It’s the end of the third week of rehearsals, and everybody is gearing themselves for the weekend move up to Oldham. At the start of this week, the rehearsal room was shaken up by the fight director Kevin, who was watching with an eye on the physical stories between the characters. As an observer, watching the director and all the actors, I feel placed in a strange, masculine setting––a real outsider as a female in the room. There are moments when I feel like I shouldn’t be listening, or watching, and I remember how rare it is to be a fly on the wall in this kind of situation, and why I believe the play will be so compelling to watch.
Aside from all the gender politics and the differences between male and female behaviour, there is an addictive joy in watching a series of games being played on the pool table, and watching characters who really care about every shot. As much as the text of the script, it’s the reactions to each and every shot that matters and carry the play forward, and the elephants in the rehearsal room get larger when it becomes apparent that the lads aren’t playing the game, and get worried by their lines, what their drinking or blocking. Iqbal likened the situation to the crime series, The Wire, to put across what he wanted, and asked the actors to find their "soft eyes."
Det. William ‘Bunk’ Moreland: You know what you need at a crime scene?
Det. Shakima ‘Kima’ Greggs: Rubber gloves?
Bunk: Soft eyes.
Kima: Like I’m suppose to cry and shit?
Bunk: If you got soft eyes, you can see the whole thing. If you got hard eyes — you staring at the same tree missing the forest.
Kima: Ah, zen shit.
Bunk: Soft eyes, grasshopper.
Like all of us, the actors have a tendency towards control; controlling their words, controlling their actions.
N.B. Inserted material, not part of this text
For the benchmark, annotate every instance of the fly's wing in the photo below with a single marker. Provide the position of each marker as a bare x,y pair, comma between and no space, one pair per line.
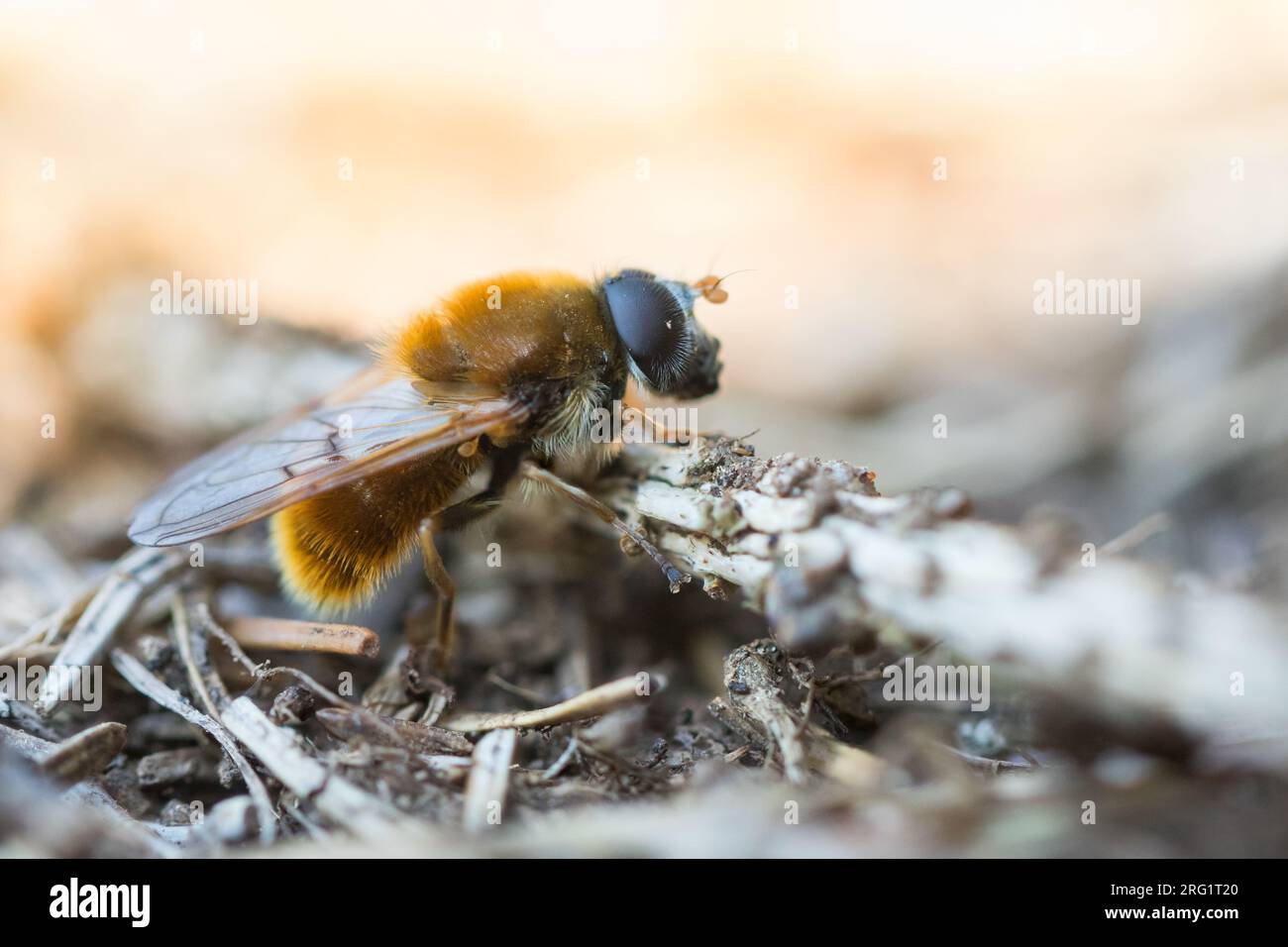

But of course, the engaging moments are when the control is abandoned, as the unpredictable happens and the actors and us, share those moments of total surprise. Iqbal is very sensitive to this and has been constantly encouraging the actors to let loose, to be wrong, but, above all, to commit to every single action. He does this in a gentle and generous way, without wanting to be a puppeteer or dictator.
I do feel for the actors though. They have so much to remember, they drink an equivalent of four pints by the end of the first scene alone (not including shots of JD), they have to remember whose pool shot it is, whose round it is, stick to the script and the game… and hold on to their bladders!
“Soft eyes, boys,” says Jazz as we leave the London rehearsal studios and know we will meet again in Oldham to get ready for the curtain.